Analysis of the Development Status of Clinical Pharmacogenomics Based on External Quality Assessment from 2014 to 2019 in China
- VernacularTitle:基于2014-2019年室间质评数据的我国临床药物基因组学发展现状分析
- Author:
Youyou CHEN
1
;
Huayun LI
1
;
Xiaoqun REN
1
;
Yan DAI
1
Author Information
1. Dept. of Pharmacy,the Affiliated Hospital of Southwest Medical University,Sichuan Luzhou 646000,China
- Publication Type:Journal Article
- Keywords:
Clinical pharmac ogenomics;
External quality assessment;
In vitro diagnostic reagents;
Warfarin;
Clopidogrel
- From:
China Pharmacy
2020;31(16):1938-1943
- CountryChina
- Language:Chinese
-
Abstract:
OBJECTIVE:To provide reference for promoting individualized medication in clinic. METHODS :Information on external quality assessment (EQA)projects and approved kits for the guidance of chemical drug use were collected from the websites of National Center for Clinical Laboratories (NCCL) and National Medical Products Administration (NMPA) as of December 31,2019. The number of laboratories participating in each evaluation project was count.

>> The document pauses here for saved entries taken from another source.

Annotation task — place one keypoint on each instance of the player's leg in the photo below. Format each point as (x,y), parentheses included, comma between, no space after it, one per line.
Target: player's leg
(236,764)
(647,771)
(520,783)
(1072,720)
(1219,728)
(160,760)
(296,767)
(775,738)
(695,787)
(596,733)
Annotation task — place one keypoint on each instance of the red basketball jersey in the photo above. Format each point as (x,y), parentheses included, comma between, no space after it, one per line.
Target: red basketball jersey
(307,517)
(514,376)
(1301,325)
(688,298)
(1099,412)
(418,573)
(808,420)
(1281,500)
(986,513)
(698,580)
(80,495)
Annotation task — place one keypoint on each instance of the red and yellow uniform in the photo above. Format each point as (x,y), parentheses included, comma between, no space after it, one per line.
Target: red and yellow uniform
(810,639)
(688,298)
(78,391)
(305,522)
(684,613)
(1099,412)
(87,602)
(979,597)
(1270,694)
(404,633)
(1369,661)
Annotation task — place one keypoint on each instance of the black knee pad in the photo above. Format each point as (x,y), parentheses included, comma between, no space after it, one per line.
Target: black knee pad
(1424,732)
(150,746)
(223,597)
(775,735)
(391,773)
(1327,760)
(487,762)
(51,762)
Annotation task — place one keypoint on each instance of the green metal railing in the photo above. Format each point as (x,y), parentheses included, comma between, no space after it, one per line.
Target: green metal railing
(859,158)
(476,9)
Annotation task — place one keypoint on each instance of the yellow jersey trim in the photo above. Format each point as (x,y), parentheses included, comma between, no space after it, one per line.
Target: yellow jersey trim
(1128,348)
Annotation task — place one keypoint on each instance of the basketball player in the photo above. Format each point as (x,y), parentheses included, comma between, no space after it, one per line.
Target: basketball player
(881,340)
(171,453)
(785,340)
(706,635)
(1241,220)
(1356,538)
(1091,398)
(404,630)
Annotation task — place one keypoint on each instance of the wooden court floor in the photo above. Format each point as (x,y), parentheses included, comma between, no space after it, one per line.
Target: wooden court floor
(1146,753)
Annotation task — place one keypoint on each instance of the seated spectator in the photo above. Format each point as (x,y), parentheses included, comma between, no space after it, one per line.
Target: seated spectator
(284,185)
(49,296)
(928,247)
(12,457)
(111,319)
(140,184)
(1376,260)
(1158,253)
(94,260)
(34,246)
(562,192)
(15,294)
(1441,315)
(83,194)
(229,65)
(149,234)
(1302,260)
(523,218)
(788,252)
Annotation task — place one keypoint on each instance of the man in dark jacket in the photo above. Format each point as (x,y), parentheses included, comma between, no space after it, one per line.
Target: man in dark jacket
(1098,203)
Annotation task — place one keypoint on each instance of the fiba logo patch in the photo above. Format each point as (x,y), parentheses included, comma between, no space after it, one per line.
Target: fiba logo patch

Taking EQA projects of clopidogrel and warfarin drug metabolism gene polymorphism detection as examples ,who was with the highest participation rate , the methods and reagent kits of each laboratory were analyzed so as to analyze the current status of the clinical pharmacogenomics (PGx)in China. RESULTS :The number of PGx genetic test EQA projects conducted by NCCL increased from 3(2014)to 9 (2019). The total number of participating laboratories was 926 in 2018,and 1 249 in 2019. The number of laboratories of warfarin and clopidogrel drug metabolism gene polymorphism detection increased from 57 to 300.5 for warfarin and from 124 to 374.5 for clopidogrel. The more widely used methods were fluorescent PCR and PCR-chip hybridization. The number of reagent kits currently approved by NMPA was 7 for warfarin and 15 for clopidogrel ,respectively. But some of the laboratories participating in EQA used self-prepared reagents yet. CONCLUSIONS :The clinical PGx is in its infancy ,and the awareness of laboratories about EQA is improving;the main method was fluorescence PCR ,but the use of self-made reagents in laboratories is still common ,regulations concerning the approval ,use and supervision still need to be further improved.